My tips for not dragging ass on a daily basis:

• Drink lots of water and less caffeine. It seems counter-intuitive, because most of us reach for caffeine to help us wake up or help get over that 3 p.m. afternoon slump. You are better off getting up and walking around, stretching and drinking a glass of water. These three things combined will give you more of that afternoon boost than any cup of joe will.

• Get proper, restorative, deep sleep. Sleep can be effected in many ways by the environment, but also by what you eat, how you move or don't move in your day and your overall health. So this one is the hardest to immediately solve, but having a quiet, relaxing bedroom is at least the first step to aiding in restorative sleep, that and decreasing your caffeine intake to no more than 2 cups a day.

• Make a majority of your diet plant based, limit your intake of dairy and meat proteins, both of which ask much more of your body to digest, which if you don't have extra energy to give, asking your body to work hard to digest complex proteins is asking too much of your already energy deprived self.
 Subsequently, dark, leafy greens, of which most of us don't get enough, have gobs of chlorophyll in them, hence the green, but that chlorophyll gives you oxygen among many other great nutrients. So eat plenty of greens. If right now a basic salad counts as your greens, that is better than none, but try to eat any or all of: chard, kale, collard greens, spinach, dandelion greens, beet greens, mustard greens, etc. at least 3 times a week (more is always better, but you gotta start somewhere, right?). My favorite and easiest way to get your greens in, is throw them in a breakfast smoothie, seriously, you never know they are there, well minus the green color, but don't pay attention to that, juice 'em or sauté them up in a little bit of EVOO in a hot deep pan with fresh chopped garlic. Wash and chop your greens and throw them on top of your slightly cooked garlic, excess water on your greens is OK, and toss until just barely wilted, finish with a squeeze of lemon juice or a dash of Braggs Liquid Aminos. A great easy side to any meal. Like I always say to my Honey, "where's your greens?"

• Breathe. Duh, right, we have to or we die, but what I mean is breathe consciously and with focus and intent to cleanse. Think about it, how often in a day you you consciously breathe? And when you do, don't you feel brighter, more awake, energized? It is amazing the power of breath.

Which leads into:

• Exercise. Often, try to move daily for a minimum of 30-45 mins., whatever works for you, but I think focused exercise at least 3 days a week will make all the difference in helping you feel more energized. Exercise makes you take deep breaths, asking your lungs to expand and intake more oxygen. Stretching lengthens your muscles and opens your body and lungs aiding in the movement of more oxygen running through your body. I especially like yoga to help me focus on breathing. Yoga asks you to breathe through a stretch, which I know sometimes we hold our breath through a stretch. Breathing through it allows the stretch to go deeper and simultaneously makes you conscious of the importance of breathing and aware of the energy-packed importance of deep, cleansing, awakening breath.

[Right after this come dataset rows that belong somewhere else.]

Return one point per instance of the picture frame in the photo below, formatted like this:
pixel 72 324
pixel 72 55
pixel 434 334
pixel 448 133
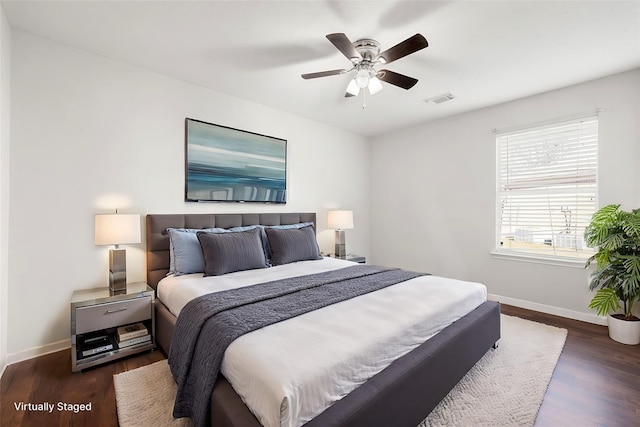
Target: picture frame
pixel 223 164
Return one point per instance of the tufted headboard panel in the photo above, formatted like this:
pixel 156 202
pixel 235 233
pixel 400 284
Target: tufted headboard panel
pixel 158 239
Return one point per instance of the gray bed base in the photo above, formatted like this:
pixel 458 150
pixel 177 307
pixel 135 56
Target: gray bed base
pixel 403 394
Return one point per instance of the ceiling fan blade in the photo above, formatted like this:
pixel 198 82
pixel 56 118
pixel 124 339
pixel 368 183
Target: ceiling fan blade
pixel 344 45
pixel 323 74
pixel 402 49
pixel 396 79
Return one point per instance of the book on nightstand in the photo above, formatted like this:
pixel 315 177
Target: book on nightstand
pixel 128 332
pixel 134 341
pixel 96 344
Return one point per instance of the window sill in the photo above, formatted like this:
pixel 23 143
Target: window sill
pixel 540 259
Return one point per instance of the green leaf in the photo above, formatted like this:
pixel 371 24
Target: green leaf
pixel 605 301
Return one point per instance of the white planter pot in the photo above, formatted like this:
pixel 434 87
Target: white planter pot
pixel 624 331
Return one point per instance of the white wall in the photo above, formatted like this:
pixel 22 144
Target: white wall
pixel 5 81
pixel 436 184
pixel 89 134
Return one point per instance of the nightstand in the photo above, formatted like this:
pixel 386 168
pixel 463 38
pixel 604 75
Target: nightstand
pixel 354 258
pixel 96 315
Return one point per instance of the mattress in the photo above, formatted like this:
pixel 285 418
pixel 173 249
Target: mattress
pixel 289 372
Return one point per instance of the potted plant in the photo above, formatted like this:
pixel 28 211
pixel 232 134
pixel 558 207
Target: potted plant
pixel 616 234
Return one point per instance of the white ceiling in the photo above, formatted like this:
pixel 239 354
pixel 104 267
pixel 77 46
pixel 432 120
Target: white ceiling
pixel 484 52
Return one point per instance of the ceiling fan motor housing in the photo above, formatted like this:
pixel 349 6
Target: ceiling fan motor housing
pixel 369 49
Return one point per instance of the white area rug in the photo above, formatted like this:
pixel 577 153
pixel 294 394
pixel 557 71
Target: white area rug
pixel 505 388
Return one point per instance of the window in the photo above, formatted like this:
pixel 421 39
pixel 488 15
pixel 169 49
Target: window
pixel 546 188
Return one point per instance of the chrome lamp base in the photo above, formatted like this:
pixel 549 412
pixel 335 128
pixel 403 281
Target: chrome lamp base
pixel 117 270
pixel 341 247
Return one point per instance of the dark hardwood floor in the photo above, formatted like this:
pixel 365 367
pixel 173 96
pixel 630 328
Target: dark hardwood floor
pixel 596 383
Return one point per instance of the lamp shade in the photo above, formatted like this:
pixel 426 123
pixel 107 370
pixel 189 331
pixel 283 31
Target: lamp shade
pixel 117 229
pixel 340 220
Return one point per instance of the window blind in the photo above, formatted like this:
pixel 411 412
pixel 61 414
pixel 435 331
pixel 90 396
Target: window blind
pixel 546 188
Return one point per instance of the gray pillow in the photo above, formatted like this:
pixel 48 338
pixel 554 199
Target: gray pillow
pixel 232 251
pixel 292 244
pixel 267 249
pixel 185 253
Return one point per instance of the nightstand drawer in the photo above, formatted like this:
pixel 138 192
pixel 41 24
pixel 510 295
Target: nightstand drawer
pixel 109 315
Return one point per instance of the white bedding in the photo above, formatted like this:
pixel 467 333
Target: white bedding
pixel 289 372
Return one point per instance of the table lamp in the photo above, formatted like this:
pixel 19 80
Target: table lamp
pixel 340 220
pixel 117 229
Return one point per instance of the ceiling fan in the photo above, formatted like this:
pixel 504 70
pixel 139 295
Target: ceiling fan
pixel 365 56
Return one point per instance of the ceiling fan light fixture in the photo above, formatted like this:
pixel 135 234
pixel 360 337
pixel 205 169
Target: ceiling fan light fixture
pixel 375 85
pixel 353 88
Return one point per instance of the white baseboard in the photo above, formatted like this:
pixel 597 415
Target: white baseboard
pixel 38 351
pixel 549 309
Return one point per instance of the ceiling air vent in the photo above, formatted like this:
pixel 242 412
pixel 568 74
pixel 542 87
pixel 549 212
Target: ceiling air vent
pixel 440 98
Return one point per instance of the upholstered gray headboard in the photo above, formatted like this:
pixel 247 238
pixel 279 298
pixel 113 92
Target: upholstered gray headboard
pixel 158 239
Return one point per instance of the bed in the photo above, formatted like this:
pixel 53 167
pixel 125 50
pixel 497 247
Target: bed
pixel 403 393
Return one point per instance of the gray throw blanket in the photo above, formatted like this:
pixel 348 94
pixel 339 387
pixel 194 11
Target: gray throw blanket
pixel 208 324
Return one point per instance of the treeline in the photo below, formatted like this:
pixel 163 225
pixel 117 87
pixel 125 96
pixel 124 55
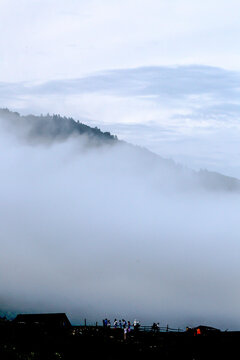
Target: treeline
pixel 54 127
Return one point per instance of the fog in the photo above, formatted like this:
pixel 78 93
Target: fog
pixel 97 232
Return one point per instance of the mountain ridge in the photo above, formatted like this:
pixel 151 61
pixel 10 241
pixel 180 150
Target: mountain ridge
pixel 52 128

While these little tips are helpful and starting point, the best way to avoid lethargy and general all-over tiredness, it to be aware of self. Nourish your mind, body with clean eating, focused exercise, restorative rest and an intent on wellness.

So instead of reaching for that next cup of caffeine to get your jolt of energy think of the other things you can change in your daily routine that will aid in your all over alertness.